Ängstlich verstecken sich die Menschen in ihren Häusern, verbarrikadieren die Fenster und Türen und horten Wasser und Vorräte. Zumindest würden sie das tun, wenn es noch etwas zu essen in der Stadt gäbe. Wer fliehen wollte und konnte, hat das ohnehin schon längst getan, als der Mahlstrom sich über dem Meer geöffnet hat. Also bleibt den restlichen Bewohnern nichts übrig, als sich auf den Schrecken vorzubereiten, der sich langsam auf die Stadt zubewegt. Die Stadtmauern sind zwar stark, aber sie sind zur Abwehr von Menschen und ihrer Kriegsmaschinen gebaut worden und nicht für … das hier. Da hilft es auch nicht im geringsten, wenn man jetzt noch ein paar Steinchen dazu legt. Ein Wall, der geeignet wäre, dieses Monster abzuhalten, hätte vor Generationen erbaut werden müssen.

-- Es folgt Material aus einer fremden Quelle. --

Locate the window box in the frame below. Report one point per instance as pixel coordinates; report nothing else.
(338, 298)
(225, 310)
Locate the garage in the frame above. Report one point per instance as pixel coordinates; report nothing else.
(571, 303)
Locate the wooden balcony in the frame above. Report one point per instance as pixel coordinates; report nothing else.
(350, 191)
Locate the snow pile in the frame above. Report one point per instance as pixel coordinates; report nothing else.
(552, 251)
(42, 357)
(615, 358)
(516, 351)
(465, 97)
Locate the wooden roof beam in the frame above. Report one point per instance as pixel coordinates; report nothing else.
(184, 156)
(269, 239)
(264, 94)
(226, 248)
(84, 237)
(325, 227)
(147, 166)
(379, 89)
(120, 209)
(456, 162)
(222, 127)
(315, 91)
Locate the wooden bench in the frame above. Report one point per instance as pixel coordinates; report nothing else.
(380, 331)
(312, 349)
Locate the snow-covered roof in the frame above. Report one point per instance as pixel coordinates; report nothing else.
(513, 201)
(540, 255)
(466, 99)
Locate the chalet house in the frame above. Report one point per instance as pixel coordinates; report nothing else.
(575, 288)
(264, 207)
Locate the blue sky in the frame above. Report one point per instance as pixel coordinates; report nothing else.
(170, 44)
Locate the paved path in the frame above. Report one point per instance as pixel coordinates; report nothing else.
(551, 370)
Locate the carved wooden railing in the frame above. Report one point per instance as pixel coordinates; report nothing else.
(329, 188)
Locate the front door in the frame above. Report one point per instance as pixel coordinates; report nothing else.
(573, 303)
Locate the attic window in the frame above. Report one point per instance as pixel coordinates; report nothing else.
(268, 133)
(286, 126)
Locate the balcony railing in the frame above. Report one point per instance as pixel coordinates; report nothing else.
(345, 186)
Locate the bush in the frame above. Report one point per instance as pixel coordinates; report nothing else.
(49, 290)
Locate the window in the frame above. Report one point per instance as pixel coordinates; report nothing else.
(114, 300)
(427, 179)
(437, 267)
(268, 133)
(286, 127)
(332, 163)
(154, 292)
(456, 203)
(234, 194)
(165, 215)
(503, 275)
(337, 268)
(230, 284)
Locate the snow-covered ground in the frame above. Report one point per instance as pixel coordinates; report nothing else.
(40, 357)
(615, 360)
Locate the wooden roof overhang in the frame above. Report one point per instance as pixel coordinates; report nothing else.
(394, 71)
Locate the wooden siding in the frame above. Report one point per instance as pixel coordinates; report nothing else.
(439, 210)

Aber so langsam scheinen die Menschen die Veränderung zu spüren. Mit dem Sonnenaufgang hat sich etwas getan, als sich die Stadttore kurz öffneten, denn man hört vereinzelte Rufe und es gibt Gemurmel und Getuschel. Vielleicht ist es möglich, vielleicht gibt es Hoffnung. Vielleicht müssen sie sich ihrem Schicksal doch nicht einfach ergeben. Eine immer größere Gruppe bewegt sich in Richtung der letzten Verteidigungsanlage. Dahinter, am Horizont über dem Meer, schlängelt sich das riesige Monster langsam über das Wasser auf die Stadt zu. Nur noch Minuten bis zur letzten Schlacht. 

Wir erklimmen die Mauer und starren der Hydra in ihre unzähligen Augen. Einer nach dem anderen drehen wir uns um und schauen nun auf die verzweifelten Menschen herab. Noch immer sehen wir die Zweifel in ihren Gesichtern und als wären wir verbunden, ziehen wir in einer einzigen Bewegung unsere Waffen und recken sie gen Himmel. Wir beginnen zu schreien, doch unsere Stimmen gehen schon Sekunden später im Jubel der Menge unter. Dieses Monster wird nicht siegen, diese Stadt wird nicht fallen, diese Menschen werden nicht sterben. 

true

Wir sind gekommen, sie zu retten!

Mit dem aufkommenden Blutmond wird das Monster immer stärker, aber wenn wir es lange genug aufhalten, wird es sich zurückziehen und nie wiederkehren. In jeder der vier bis sechs Runden liegen Aktionskarten in einer offenen Auslage, die wir unter uns aufteilen müssen. Reihum wählen wir eine Karte aus und belegen sie mit einem unserer persönlichen Aktionsmarker. Mit ihnen können wir uns schneller bewegen oder uns weit nach vorne teleportieren. Wir können auch Barrikaden errichten oder uns einen Schild bauen, um uns gegen Angriffe zu verteidigen. 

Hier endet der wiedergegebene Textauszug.